A imigração e o progresso dos povos peninsulares
Longe vão os tempos em que Antero de Quental lamentava a decadência dos povos ibéricos. Hoje, os jesuítas mandam pouco - veja-se o tímido legado político do Papa Francisco; Portugal e Espanha atingiram níveis de descentralização e de democracia sem precedentes; e a exploração colonial acabou, embora haja quem garanta que dela emana uma culpa colectiva ad aeternum.
Mais importante para contrariar a ideia de decadência é o crescimento económico, que em Portugal e em Espanha compara bem com a média da União Europeia. Os números portugueses são conhecidos. Já o país vizinho, após 3,2% de crescimento em 2024, estará a caminho de ser a única economia avançada a superar as previsões do FMI para este ano, apesar da guerra comercial e da incerteza geral.
A lista de explicações para o sucesso é vasta e discutível. Mas há, pelo menos, dois factores comuns. Primeiro, as reformas implementadas no período de crise económica e financeira entre 2008-2013. Segundo, o impulso dado pela imigração.
De acordo com dados publicados pela The Economist, nos últimos seis anos a força de trabalho estrangeira em Espanha aumentou em 1,2 milhões de pessoas. Falamos de um país com 49 milhões de habitantes. Estes números sugerem que há maior cuidado e planeamento do que em Portugal, que com 11 milhões de habitantes viu o total de estrangeiros residentes duplicar nos últimos três anos, sendo já 1,6 milhões de pessoas.
Em ambos os países houve um influxo grande e repentino, mas a diferença na dimensão relativa desse aumento, bem como as diferentes políticas de atracção de população estrangeira, oferecem retratos distintos do impacto provocado pela imigração.
As filas intermináveis à porta da AIMA e as fraudes que contribuem para a sobrelotação de imigrantes em casas sem condições de salubridade contrastam com as excentricidades dos novos residentes em Espanha.

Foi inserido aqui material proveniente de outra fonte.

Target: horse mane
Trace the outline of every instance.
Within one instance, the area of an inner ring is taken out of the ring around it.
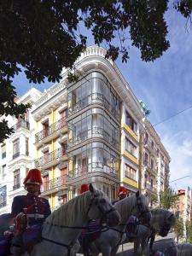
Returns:
[[[52,225],[73,224],[74,219],[77,219],[79,212],[85,214],[88,206],[90,203],[90,192],[87,191],[73,198],[60,208],[54,211],[46,218],[45,222]]]
[[[164,209],[164,208],[154,208],[154,209],[152,209],[151,210],[151,213],[152,213],[152,225],[156,228],[156,229],[159,229],[160,224],[162,224],[165,220],[166,218],[168,218],[171,215],[173,215],[174,214],[166,210],[166,209]],[[175,218],[172,217],[172,224],[174,224],[174,221],[175,221]]]
[[[143,195],[140,195],[139,198],[143,201],[147,200]],[[121,223],[127,222],[127,218],[129,218],[132,213],[131,211],[136,206],[137,197],[135,195],[125,197],[125,199],[118,201],[114,207],[118,210],[121,216]]]

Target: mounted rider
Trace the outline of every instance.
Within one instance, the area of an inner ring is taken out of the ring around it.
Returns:
[[[22,246],[26,230],[34,227],[40,230],[45,218],[51,214],[48,200],[39,197],[43,183],[41,172],[38,169],[30,170],[23,183],[28,193],[15,196],[12,203],[11,215],[15,218],[15,224],[13,247],[18,244]],[[15,247],[14,255],[20,255],[20,248]]]
[[[117,195],[118,195],[118,199],[112,201],[113,205],[114,205],[119,201],[121,201],[129,195],[127,189],[123,186],[120,186],[118,190]]]

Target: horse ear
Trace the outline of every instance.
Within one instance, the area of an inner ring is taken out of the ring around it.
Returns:
[[[95,193],[96,189],[94,189],[94,187],[93,187],[93,185],[91,183],[90,183],[90,185],[89,185],[89,189],[90,189],[90,192]]]
[[[167,220],[168,220],[169,222],[172,222],[172,220],[173,218],[174,218],[174,214],[172,213],[172,214],[170,214],[170,216],[167,218]]]
[[[136,197],[139,197],[139,191],[136,192]]]

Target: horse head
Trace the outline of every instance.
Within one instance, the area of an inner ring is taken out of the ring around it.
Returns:
[[[120,221],[119,212],[112,206],[109,199],[101,190],[96,189],[90,183],[89,186],[90,204],[87,215],[90,219],[100,218],[109,227],[116,226]]]
[[[176,223],[175,214],[165,209],[164,211],[165,211],[164,218],[159,231],[160,236],[163,237],[167,236],[169,230]]]
[[[132,209],[132,214],[137,216],[142,224],[148,224],[151,219],[151,212],[148,207],[148,198],[137,191],[135,198],[135,206]]]

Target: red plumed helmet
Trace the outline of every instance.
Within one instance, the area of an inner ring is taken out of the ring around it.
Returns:
[[[82,184],[80,187],[79,193],[82,194],[84,192],[89,191],[89,185],[88,184]]]
[[[33,183],[37,185],[42,185],[43,180],[41,177],[41,172],[38,169],[31,169],[26,174],[26,178],[24,179],[23,183]]]
[[[127,195],[127,189],[125,189],[125,187],[119,187],[119,189],[118,196],[119,196],[122,194]]]

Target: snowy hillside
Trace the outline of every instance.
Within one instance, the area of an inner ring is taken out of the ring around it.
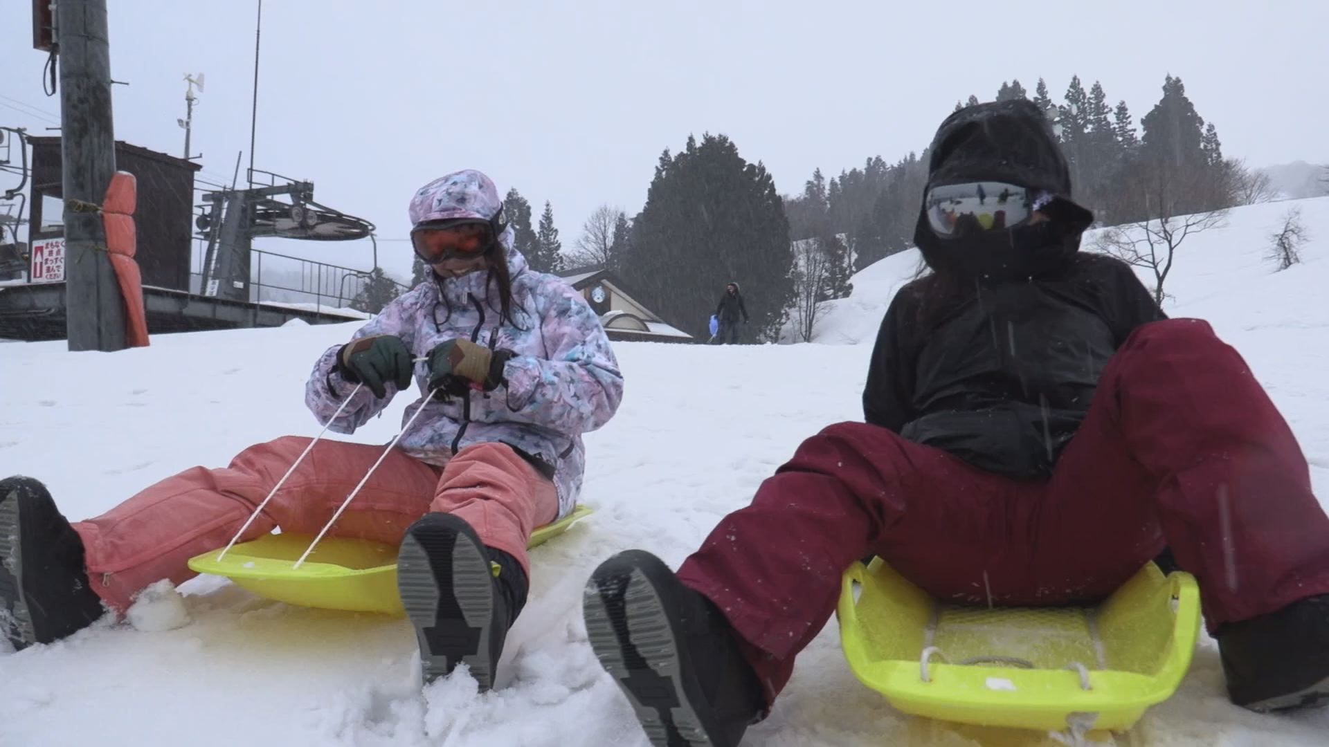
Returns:
[[[1265,237],[1289,205],[1236,210],[1231,227],[1188,239],[1167,310],[1209,319],[1247,356],[1329,498],[1329,198],[1298,202],[1312,237],[1305,263],[1272,274]],[[825,342],[861,344],[615,346],[626,399],[587,437],[583,501],[598,512],[534,550],[530,601],[497,691],[480,696],[456,675],[421,694],[404,621],[288,607],[198,578],[181,587],[190,618],[181,627],[104,622],[0,653],[0,744],[645,746],[586,643],[586,577],[630,546],[678,564],[803,437],[861,417],[877,323],[916,262],[908,253],[860,272],[853,298],[828,316]],[[310,366],[358,324],[167,335],[112,355],[4,346],[0,475],[47,481],[66,516],[82,518],[181,469],[223,465],[251,443],[314,435],[303,405]],[[350,439],[387,443],[404,404]],[[1228,704],[1216,649],[1203,638],[1181,690],[1150,711],[1136,743],[1309,746],[1325,734],[1329,711],[1260,716]],[[978,744],[962,731],[930,731],[859,685],[833,622],[746,743]]]

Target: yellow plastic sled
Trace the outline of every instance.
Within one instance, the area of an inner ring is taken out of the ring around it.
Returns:
[[[1096,607],[938,603],[881,558],[843,584],[855,675],[900,711],[948,722],[1127,730],[1176,690],[1200,631],[1195,578],[1154,564]]]
[[[536,529],[526,546],[534,548],[567,530],[591,513],[578,504],[571,513]],[[324,537],[310,557],[295,561],[310,546],[312,534],[266,534],[237,542],[221,561],[221,548],[194,556],[189,568],[197,573],[225,576],[260,597],[330,610],[401,615],[397,595],[397,548],[372,540]]]

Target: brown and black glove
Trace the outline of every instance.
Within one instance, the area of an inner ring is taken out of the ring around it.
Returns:
[[[411,351],[401,338],[395,335],[372,335],[351,340],[336,354],[336,371],[352,384],[369,387],[376,397],[387,396],[385,381],[392,381],[397,389],[411,385],[415,363]]]
[[[429,388],[457,396],[472,388],[492,392],[502,384],[502,370],[513,355],[466,339],[439,343],[429,351]]]

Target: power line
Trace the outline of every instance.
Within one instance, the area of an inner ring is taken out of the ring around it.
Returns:
[[[12,101],[13,102],[13,104],[7,104],[5,101],[0,101],[0,106],[5,106],[8,109],[13,109],[15,112],[27,114],[29,117],[36,117],[39,120],[44,120],[47,122],[51,122],[52,125],[58,125],[60,124],[60,120],[56,118],[53,114],[48,114],[48,113],[43,112],[41,109],[37,109],[36,106],[31,105],[31,104],[24,104],[23,101],[19,101],[17,98],[9,98],[8,96],[0,96],[0,98],[4,98],[5,101]]]

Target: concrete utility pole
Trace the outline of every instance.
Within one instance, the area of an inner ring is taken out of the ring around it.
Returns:
[[[56,3],[56,35],[69,350],[124,350],[125,299],[105,251],[101,214],[70,207],[69,202],[101,205],[116,173],[106,0]]]

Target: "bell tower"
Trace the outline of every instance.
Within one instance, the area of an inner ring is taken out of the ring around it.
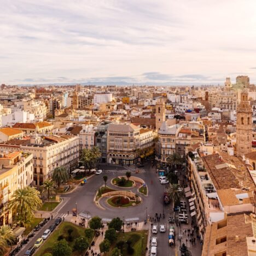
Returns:
[[[236,154],[243,156],[252,151],[252,111],[248,101],[248,92],[241,93],[236,109]]]
[[[165,103],[162,98],[160,98],[155,105],[155,128],[157,131],[159,131],[164,121],[165,121]]]

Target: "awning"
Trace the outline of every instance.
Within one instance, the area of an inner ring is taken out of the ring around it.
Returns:
[[[185,193],[188,192],[189,191],[190,191],[190,188],[189,187],[187,187],[184,189],[184,191]]]
[[[78,172],[79,171],[80,171],[79,169],[75,169],[75,170],[74,170],[74,171],[72,171],[71,172],[71,173],[76,173],[77,172]]]
[[[192,195],[192,194],[191,194],[191,192],[189,191],[188,192],[187,192],[187,193],[185,193],[185,196],[186,197],[188,197],[189,196],[191,196]]]

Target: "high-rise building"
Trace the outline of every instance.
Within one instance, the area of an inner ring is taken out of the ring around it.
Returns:
[[[164,121],[165,121],[165,103],[164,101],[160,98],[155,106],[155,128],[157,131],[160,130]]]
[[[248,92],[241,94],[241,101],[236,109],[236,154],[243,156],[252,150],[252,107],[248,101]]]

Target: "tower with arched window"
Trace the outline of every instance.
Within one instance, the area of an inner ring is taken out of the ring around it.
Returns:
[[[236,109],[236,154],[243,156],[252,150],[252,111],[248,101],[248,92],[241,93]]]
[[[155,106],[155,129],[157,131],[165,121],[165,103],[162,98],[158,101]]]

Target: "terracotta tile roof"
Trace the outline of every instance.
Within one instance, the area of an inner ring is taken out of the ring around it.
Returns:
[[[8,136],[12,136],[13,135],[16,135],[18,134],[22,133],[21,131],[18,129],[14,129],[13,128],[3,128],[0,130],[0,132],[7,135]]]
[[[44,128],[45,127],[51,126],[53,125],[52,124],[49,122],[46,122],[45,121],[43,122],[39,122],[37,124],[37,125],[38,126],[38,128]]]
[[[13,128],[19,129],[36,129],[34,124],[30,123],[16,123],[13,126]]]

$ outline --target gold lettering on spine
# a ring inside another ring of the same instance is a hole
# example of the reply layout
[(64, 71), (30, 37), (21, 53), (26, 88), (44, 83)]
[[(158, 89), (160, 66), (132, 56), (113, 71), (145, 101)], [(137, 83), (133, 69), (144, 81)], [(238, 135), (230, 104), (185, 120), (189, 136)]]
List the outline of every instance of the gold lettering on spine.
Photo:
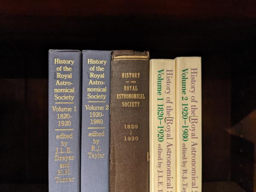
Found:
[[(53, 100), (55, 105), (51, 106), (51, 110), (55, 113), (57, 122), (54, 130), (55, 138), (59, 144), (56, 146), (54, 160), (59, 162), (58, 169), (54, 170), (56, 174), (55, 182), (60, 184), (73, 182), (76, 179), (70, 177), (72, 175), (73, 161), (76, 157), (72, 155), (73, 149), (69, 145), (69, 141), (73, 139), (74, 130), (73, 117), (70, 112), (77, 111), (76, 106), (73, 105), (76, 98), (75, 98), (76, 90), (73, 76), (73, 67), (76, 63), (73, 60), (55, 58), (54, 64), (55, 88), (53, 90), (55, 93)], [(70, 177), (65, 177), (67, 175)]]

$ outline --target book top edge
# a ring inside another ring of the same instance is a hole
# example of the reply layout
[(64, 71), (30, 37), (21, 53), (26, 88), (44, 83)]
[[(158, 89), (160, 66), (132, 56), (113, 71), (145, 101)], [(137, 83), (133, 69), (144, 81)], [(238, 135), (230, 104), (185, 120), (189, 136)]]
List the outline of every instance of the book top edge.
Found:
[(79, 50), (72, 50), (72, 49), (49, 49), (49, 52), (80, 52), (81, 51)]
[(175, 59), (184, 59), (184, 58), (187, 58), (187, 59), (201, 58), (201, 57), (197, 56), (191, 56), (191, 57), (177, 57), (175, 58)]
[(151, 59), (152, 61), (174, 61), (175, 59)]

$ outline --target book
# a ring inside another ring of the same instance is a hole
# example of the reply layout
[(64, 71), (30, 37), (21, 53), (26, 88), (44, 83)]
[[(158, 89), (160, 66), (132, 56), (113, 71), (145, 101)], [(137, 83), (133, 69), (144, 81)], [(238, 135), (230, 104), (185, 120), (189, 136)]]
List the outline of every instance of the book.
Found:
[(49, 52), (49, 189), (79, 192), (81, 52)]
[(150, 191), (176, 191), (175, 61), (151, 59)]
[(148, 192), (149, 55), (112, 52), (110, 191)]
[(201, 58), (176, 60), (177, 190), (202, 190)]
[(82, 52), (81, 192), (108, 192), (111, 52)]

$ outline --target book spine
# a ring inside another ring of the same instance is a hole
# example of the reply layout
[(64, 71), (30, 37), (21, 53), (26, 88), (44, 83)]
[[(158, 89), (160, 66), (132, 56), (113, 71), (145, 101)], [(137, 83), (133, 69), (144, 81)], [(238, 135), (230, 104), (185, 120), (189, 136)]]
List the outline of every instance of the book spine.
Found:
[(49, 189), (79, 192), (81, 52), (49, 50)]
[(177, 191), (201, 192), (201, 58), (176, 60)]
[(149, 190), (149, 57), (147, 52), (113, 52), (111, 192)]
[(108, 192), (111, 52), (83, 51), (81, 192)]
[(150, 191), (176, 191), (175, 61), (151, 59)]

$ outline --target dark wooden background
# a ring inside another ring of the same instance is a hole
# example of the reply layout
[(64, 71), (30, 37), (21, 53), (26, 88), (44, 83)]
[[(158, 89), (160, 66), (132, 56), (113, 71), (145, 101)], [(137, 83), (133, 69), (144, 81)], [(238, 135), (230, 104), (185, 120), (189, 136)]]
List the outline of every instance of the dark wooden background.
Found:
[(48, 183), (48, 50), (132, 49), (202, 57), (203, 181), (256, 188), (256, 1), (0, 5), (0, 183)]

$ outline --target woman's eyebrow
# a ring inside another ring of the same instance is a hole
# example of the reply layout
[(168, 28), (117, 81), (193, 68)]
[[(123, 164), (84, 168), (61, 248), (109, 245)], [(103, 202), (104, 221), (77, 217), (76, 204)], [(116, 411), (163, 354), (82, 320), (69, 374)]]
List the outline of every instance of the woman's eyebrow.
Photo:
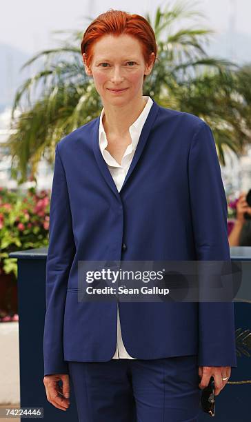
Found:
[[(134, 60), (137, 61), (137, 59), (136, 59), (136, 57), (125, 57), (124, 59), (121, 59), (121, 61), (125, 61), (126, 60)], [(97, 59), (97, 61), (112, 61), (112, 60), (111, 59), (101, 57), (101, 59)]]

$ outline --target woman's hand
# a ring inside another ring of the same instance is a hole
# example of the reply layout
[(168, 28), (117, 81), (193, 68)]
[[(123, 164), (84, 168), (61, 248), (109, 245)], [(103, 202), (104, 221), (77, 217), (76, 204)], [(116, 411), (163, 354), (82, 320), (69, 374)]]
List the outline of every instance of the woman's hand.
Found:
[[(62, 380), (63, 388), (58, 384), (60, 380)], [(46, 388), (47, 400), (55, 408), (66, 410), (70, 405), (69, 375), (67, 374), (46, 375), (43, 377), (43, 384)]]
[[(231, 375), (231, 366), (199, 366), (199, 375), (201, 378), (199, 387), (201, 390), (208, 387), (211, 376), (214, 379), (214, 396), (218, 396)], [(223, 378), (228, 379), (225, 381)]]

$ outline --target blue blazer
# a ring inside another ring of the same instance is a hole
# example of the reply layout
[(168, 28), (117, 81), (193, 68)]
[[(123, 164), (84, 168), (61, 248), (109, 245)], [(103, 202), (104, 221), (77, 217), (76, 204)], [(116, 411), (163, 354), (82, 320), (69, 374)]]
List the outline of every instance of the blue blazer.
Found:
[[(44, 374), (107, 361), (117, 304), (78, 302), (79, 261), (229, 260), (227, 203), (210, 128), (154, 101), (119, 193), (99, 148), (99, 117), (57, 145), (46, 263)], [(237, 366), (232, 302), (121, 302), (130, 356), (198, 354)]]

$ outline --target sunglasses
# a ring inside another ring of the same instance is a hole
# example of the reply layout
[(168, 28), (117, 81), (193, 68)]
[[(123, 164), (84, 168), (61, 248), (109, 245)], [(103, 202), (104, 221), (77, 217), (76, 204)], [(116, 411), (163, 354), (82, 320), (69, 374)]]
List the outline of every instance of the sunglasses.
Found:
[(211, 376), (208, 385), (203, 389), (201, 396), (202, 410), (211, 416), (214, 416), (214, 380)]

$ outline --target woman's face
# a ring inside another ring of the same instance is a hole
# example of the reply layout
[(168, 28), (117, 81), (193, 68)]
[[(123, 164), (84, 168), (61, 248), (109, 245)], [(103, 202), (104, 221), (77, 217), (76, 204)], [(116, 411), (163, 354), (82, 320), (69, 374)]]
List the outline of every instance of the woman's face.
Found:
[[(147, 65), (136, 38), (110, 34), (94, 43), (92, 53), (90, 68), (85, 64), (84, 54), (83, 60), (86, 72), (93, 77), (103, 103), (123, 105), (142, 96), (143, 76), (151, 72), (154, 53)], [(112, 89), (125, 90), (114, 92)]]

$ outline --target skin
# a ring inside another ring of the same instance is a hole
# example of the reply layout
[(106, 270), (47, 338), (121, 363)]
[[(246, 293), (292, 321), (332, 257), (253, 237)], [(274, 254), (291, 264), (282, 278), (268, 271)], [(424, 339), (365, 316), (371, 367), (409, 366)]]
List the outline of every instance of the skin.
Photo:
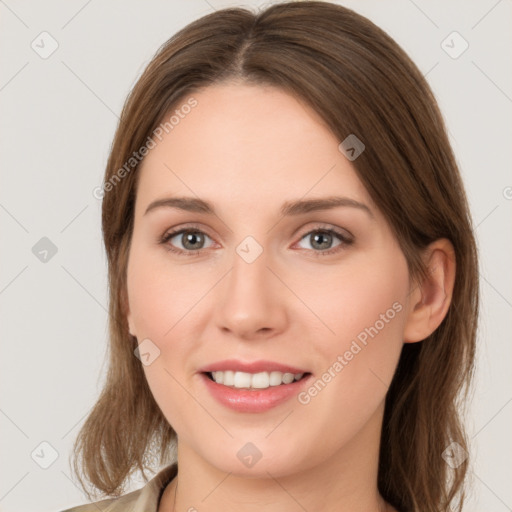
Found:
[[(444, 239), (431, 244), (429, 278), (413, 282), (340, 141), (286, 92), (229, 83), (193, 97), (198, 105), (142, 163), (127, 274), (129, 329), (160, 350), (143, 368), (178, 435), (176, 510), (394, 510), (377, 490), (384, 399), (403, 343), (426, 338), (447, 312), (453, 248)], [(364, 203), (373, 217), (347, 206), (279, 213), (285, 201), (332, 195)], [(173, 196), (207, 200), (217, 215), (144, 214)], [(158, 243), (187, 223), (204, 239)], [(318, 233), (308, 233), (321, 228), (354, 241), (333, 235), (325, 247), (341, 250), (318, 255)], [(252, 263), (236, 252), (247, 236), (263, 248)], [(171, 244), (201, 251), (178, 255), (166, 250)], [(210, 396), (197, 373), (223, 359), (267, 359), (319, 378), (396, 302), (401, 311), (308, 404), (292, 398), (264, 413), (235, 412)], [(262, 454), (250, 468), (237, 457), (247, 442)], [(176, 481), (160, 512), (174, 510)]]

Parte importante desta imigração faz-se de capitais em fuga do México, da Venezuela, da Colômbia e de outros Estados da América do Sul tomados por populismos aventureiristas de direita e de esquerda. Madrid é agora apelidada Little Miami. A estes juntou-se um contingente de “refugiados do regime de Trump” - expressão do Financial Times.
A exuberância dos costumes recém-chegados e endinheirados choca com a circunspecção altiva das tradicionais elites espanholas. Nota-se bem na capital. Terra árida, sem acesso a mar, onde as tradições urbanas e rurais ainda são o que eram, vende agora ‘mega-iates’ numa vistosa loja com porta para a rua. Fica no bairro de Salamanca, o metro quadrado mais caro de Madrid, na rua Claudio Coello. A rua onde a ETA fez o Almirante Carrero Blanco voar pelos ares em nome do anti-capitalismo e do mais obtuso dos nacionalismos oferece agora embarcações de luxo para que fortunas sem pátria possam navegar pelos mares.
É evidente que a imigração tem rostos semelhantes nos dois lados da fronteira. Há desafios comuns, que vão do custo da habitação aos choques culturais. Contudo, a imprensa internacional, os dados mais recentes e uma simples volta pela Península Ibérica sugerem que Portugal captou, sobretudo, mão de obra não qualificada, com baixo valor acrescentado, enquanto parte importante da imigração atraída por Espanha trouxe capitais que estimulam o consumo interno e reforçam o investimento produtivo. São histórias diferentes com implicações diferentes. O resultado não deverá ser igual.
Politólogo.
Escreve sem aplicação do novo Acrodo Ortográfico.